A project-based resume is a good way to show what you’ve done in different sectors in a relatable way if you are a career changer going for your dream job. It’s pretty easy to draw parallels between project management in one industry to another, and many of the soft skills will be relevant. Projects can show you are the best candidate, even if you don’t have any direct experience in that particular field.

Including projects makes your resume more interesting. So much work is project-led these days that it’s important to show you understand how work is delivered and what it takes to implement changes or improvements.

Project descriptions on your CV give the interviewer something to talk to you about. When I was interviewing candidates, it was always useful to have a hook for questions. For example, I could ask about how they demonstrated a skill on a particular project, or how their past experience was relevant to this role.

How to show off your project management skills

Up until this point, we’ve been using projects to show off your ‘general’ skills – as a way to highlight to future employers that you have a range of skills best evidenced through your project work.

But what about your ability to lead projects themselves?
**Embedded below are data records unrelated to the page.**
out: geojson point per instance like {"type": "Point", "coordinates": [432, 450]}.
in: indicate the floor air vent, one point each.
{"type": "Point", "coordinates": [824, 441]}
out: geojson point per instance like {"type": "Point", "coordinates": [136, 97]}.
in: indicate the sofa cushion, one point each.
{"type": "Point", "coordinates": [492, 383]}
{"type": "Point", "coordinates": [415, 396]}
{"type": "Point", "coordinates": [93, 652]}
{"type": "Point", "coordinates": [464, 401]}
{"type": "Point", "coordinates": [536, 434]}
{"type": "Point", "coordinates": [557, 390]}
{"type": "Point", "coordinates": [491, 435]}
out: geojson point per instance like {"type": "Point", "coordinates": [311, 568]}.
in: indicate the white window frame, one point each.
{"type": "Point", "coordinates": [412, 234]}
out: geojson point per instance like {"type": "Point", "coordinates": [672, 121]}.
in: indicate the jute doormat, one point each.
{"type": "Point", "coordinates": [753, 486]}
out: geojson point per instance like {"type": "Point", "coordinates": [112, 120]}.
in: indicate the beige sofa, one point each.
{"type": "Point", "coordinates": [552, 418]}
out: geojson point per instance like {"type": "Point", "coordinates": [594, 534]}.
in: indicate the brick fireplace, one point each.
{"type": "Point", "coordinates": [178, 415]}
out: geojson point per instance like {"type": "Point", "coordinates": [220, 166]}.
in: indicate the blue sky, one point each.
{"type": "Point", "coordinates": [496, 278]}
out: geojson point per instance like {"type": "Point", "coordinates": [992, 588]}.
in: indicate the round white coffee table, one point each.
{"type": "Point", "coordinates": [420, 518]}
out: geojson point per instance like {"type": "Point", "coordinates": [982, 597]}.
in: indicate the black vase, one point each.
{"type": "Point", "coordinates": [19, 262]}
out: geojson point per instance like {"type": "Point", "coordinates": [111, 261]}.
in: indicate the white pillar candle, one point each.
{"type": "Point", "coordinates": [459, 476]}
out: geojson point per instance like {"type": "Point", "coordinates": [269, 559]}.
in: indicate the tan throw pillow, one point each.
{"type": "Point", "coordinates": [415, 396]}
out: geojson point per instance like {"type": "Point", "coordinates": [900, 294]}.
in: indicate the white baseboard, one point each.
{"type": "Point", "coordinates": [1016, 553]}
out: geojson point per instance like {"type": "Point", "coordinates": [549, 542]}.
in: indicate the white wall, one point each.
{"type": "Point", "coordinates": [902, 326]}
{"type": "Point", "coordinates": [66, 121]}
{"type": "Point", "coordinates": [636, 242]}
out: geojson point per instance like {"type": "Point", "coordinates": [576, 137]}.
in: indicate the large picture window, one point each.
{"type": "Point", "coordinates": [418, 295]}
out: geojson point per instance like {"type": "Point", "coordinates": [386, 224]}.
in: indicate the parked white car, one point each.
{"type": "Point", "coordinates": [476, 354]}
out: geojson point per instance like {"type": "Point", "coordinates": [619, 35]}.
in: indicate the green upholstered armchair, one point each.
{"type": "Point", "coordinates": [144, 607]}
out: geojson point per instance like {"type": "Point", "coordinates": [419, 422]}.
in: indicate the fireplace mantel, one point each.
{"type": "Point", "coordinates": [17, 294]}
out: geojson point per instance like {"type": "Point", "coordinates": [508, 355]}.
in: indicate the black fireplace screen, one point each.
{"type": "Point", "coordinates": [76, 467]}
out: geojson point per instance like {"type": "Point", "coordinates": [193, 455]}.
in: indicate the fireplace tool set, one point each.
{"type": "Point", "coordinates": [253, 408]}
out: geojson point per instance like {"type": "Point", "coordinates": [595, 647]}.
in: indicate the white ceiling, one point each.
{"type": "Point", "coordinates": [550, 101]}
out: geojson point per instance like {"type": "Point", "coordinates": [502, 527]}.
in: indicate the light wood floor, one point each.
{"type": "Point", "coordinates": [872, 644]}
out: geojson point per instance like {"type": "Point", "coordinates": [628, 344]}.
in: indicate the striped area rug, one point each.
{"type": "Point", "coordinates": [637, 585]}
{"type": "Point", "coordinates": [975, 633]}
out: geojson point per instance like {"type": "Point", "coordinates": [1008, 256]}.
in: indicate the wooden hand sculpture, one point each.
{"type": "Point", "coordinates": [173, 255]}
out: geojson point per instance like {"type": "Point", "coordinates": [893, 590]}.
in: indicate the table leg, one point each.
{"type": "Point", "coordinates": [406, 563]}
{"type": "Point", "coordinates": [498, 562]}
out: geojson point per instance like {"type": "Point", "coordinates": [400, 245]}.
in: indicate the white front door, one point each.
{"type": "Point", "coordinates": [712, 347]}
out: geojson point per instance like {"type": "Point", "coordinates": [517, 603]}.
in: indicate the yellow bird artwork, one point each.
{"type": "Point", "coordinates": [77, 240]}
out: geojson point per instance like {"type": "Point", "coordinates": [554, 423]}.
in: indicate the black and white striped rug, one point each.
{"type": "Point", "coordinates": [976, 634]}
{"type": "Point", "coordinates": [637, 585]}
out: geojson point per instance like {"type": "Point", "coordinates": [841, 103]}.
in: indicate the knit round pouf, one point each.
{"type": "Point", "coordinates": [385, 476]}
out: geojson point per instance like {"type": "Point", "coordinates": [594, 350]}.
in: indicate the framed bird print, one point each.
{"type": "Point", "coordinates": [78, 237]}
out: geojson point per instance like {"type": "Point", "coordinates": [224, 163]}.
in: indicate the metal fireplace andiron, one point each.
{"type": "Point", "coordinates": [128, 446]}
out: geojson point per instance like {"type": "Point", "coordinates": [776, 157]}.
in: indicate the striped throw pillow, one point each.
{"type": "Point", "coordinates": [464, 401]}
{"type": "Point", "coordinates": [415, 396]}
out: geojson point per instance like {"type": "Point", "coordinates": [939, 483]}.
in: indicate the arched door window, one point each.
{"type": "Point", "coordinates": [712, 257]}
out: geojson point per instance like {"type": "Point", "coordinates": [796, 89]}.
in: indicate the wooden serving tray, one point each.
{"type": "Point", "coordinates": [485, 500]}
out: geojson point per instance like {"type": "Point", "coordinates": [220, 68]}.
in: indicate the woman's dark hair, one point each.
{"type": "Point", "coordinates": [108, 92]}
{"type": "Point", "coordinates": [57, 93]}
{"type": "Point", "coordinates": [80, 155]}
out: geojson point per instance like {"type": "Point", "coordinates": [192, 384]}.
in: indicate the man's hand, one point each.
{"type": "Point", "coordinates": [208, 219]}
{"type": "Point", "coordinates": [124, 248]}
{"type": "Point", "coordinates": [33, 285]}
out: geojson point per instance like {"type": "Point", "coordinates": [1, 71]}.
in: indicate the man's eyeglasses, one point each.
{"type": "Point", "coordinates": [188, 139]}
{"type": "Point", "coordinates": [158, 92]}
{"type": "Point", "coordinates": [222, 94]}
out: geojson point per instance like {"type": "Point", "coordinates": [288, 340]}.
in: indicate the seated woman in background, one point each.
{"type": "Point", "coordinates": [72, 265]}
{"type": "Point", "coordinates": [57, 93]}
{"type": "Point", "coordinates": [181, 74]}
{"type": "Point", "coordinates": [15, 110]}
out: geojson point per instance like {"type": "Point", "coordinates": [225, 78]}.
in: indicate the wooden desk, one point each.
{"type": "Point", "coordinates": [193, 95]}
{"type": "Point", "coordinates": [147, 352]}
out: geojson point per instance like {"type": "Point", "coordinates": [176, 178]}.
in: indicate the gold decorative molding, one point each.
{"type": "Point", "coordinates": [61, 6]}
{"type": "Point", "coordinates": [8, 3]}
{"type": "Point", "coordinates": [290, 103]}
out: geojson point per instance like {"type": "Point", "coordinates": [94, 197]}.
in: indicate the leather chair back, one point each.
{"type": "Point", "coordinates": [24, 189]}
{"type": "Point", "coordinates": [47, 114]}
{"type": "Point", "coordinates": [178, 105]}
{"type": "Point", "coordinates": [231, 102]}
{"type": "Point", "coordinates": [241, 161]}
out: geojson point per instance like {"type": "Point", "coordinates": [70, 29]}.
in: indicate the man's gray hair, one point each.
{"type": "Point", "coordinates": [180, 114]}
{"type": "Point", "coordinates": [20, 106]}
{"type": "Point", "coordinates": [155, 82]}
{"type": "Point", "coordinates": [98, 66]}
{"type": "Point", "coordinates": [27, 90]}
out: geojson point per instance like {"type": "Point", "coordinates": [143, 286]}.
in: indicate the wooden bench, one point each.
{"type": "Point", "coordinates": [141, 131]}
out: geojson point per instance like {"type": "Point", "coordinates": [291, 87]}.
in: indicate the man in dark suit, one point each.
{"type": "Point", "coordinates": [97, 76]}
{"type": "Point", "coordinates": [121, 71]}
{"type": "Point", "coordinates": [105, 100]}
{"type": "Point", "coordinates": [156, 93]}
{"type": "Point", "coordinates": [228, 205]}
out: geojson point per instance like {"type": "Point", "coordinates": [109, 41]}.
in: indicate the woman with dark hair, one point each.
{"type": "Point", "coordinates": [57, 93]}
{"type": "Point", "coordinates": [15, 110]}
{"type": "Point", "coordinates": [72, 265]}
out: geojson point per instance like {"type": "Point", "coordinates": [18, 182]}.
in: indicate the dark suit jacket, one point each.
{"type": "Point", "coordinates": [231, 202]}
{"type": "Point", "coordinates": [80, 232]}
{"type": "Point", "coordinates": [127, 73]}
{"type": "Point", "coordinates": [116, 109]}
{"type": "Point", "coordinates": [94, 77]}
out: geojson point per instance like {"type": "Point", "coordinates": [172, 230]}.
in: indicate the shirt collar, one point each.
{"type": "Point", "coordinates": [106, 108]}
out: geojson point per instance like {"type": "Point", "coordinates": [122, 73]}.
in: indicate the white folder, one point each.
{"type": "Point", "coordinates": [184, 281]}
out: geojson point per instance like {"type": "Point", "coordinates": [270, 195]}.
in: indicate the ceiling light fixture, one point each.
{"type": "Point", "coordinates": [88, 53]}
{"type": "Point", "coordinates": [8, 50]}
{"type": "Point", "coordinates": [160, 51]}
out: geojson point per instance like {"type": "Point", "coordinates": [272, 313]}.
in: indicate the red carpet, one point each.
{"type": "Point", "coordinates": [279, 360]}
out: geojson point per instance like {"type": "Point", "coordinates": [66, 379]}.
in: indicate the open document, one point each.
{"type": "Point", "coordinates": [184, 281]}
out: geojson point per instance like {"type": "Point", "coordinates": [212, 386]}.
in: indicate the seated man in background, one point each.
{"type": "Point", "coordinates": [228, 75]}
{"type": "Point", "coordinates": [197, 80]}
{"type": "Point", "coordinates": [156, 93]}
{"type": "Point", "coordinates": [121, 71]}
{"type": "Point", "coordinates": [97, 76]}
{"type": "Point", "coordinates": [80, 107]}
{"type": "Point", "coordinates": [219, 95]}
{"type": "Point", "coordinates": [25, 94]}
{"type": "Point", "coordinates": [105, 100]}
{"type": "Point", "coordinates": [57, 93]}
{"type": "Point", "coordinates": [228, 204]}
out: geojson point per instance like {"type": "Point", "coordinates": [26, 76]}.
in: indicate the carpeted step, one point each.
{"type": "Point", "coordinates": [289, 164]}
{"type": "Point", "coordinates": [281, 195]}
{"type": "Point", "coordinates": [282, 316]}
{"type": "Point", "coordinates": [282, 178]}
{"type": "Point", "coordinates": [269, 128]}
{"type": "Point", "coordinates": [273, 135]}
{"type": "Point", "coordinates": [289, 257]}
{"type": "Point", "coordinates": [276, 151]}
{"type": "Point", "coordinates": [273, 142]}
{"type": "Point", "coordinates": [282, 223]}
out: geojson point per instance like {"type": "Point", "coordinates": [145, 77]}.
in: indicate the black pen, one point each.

Project management is a core skill for many job roles.

Write about your project management experience as you would any other skill. Break it down into the components and processes of project management. For example, find a way to mention these technical sub-skills of project management:

FAQ

Should I include academic projects on my resume?

You can include academic projects on your resume if they help demonstrate relevant competencies for the job. For example, they may show your leadership skills, and ability to work with people from different organizations or highlight your specialist knowledge in a certain field.

How can recent graduates include projects on their resumes?

Use the work experience section of your resume to highlight your project experience. Include the important details from academic, volunteering, or professional projects. This can give you a way to add more to the chronological format of your resume. Link to an online portfolio if you have one.